At the end of his internship, Long went through a set of interviews and presented the work he had done over that period to help secure a full-time position as an applied scientist. Van den Hengel said the decision to hire Long was easy. “He has great skills, and a strong publication record. More than that though, he demonstrated the ability to apply and extend the state of the art in ML research.
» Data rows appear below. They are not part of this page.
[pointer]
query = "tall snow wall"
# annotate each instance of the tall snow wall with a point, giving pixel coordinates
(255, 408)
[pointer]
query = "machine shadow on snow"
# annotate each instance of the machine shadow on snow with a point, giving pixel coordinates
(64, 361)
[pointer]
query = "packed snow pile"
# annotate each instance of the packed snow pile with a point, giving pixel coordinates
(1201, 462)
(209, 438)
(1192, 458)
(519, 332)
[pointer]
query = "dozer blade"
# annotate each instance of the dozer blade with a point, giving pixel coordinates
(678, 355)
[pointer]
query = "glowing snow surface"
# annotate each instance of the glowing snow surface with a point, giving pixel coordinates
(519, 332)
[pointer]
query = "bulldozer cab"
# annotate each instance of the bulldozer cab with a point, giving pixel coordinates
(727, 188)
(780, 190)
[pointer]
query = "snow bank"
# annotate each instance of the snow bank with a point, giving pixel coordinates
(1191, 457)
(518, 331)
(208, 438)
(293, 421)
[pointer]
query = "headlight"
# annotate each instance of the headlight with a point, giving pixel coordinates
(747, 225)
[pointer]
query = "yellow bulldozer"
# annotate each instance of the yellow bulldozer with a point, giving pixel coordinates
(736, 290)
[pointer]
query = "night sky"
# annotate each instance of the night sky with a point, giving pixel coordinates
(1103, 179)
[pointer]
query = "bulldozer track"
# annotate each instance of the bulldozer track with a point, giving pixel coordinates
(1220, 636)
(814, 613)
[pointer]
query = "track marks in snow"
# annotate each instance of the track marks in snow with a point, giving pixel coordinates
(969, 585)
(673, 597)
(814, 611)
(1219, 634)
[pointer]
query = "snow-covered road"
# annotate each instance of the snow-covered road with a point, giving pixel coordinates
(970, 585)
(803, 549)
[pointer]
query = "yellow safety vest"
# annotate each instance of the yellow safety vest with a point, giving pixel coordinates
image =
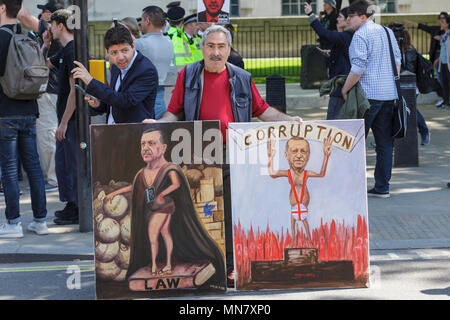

That’s what we’re seeking.”
I was told to set my own direction, work at my own pace, and let’s see what you do at the end of six months. The other exceptional thing about the internship was hanging out with some of the smartest people.
Looking back on his internship, Long said his startup experience led him to assume a big company like Amazon meant he wouldn’t have as much freedom and would be told exactly what to do.
“It was not like that at all,” he noted. “I was told to set my own direction, work at my own pace, and let’s see what you do at the end of six months.”
“The other exceptional thing about the internship was hanging out with some of the smartest people,” Long said. In his first weeks as an intern, he was in the process of getting his PhD paper published and shared a draft with one of his colleagues, who quickly suggested invaluable changes. “He knew all these little things that no one at my university knew. And you have interactions like that all the time.”
Long compares his experience at Amazon with that of his father’s in oil and gas, where small improvements in efficiency could have tens or hundreds of millions of dollars of business impact. “It’s awesome that one person or a group of people can sit down, think hard, and have a disproportionate effect on both customers and the business. There are very few places where that can occur.”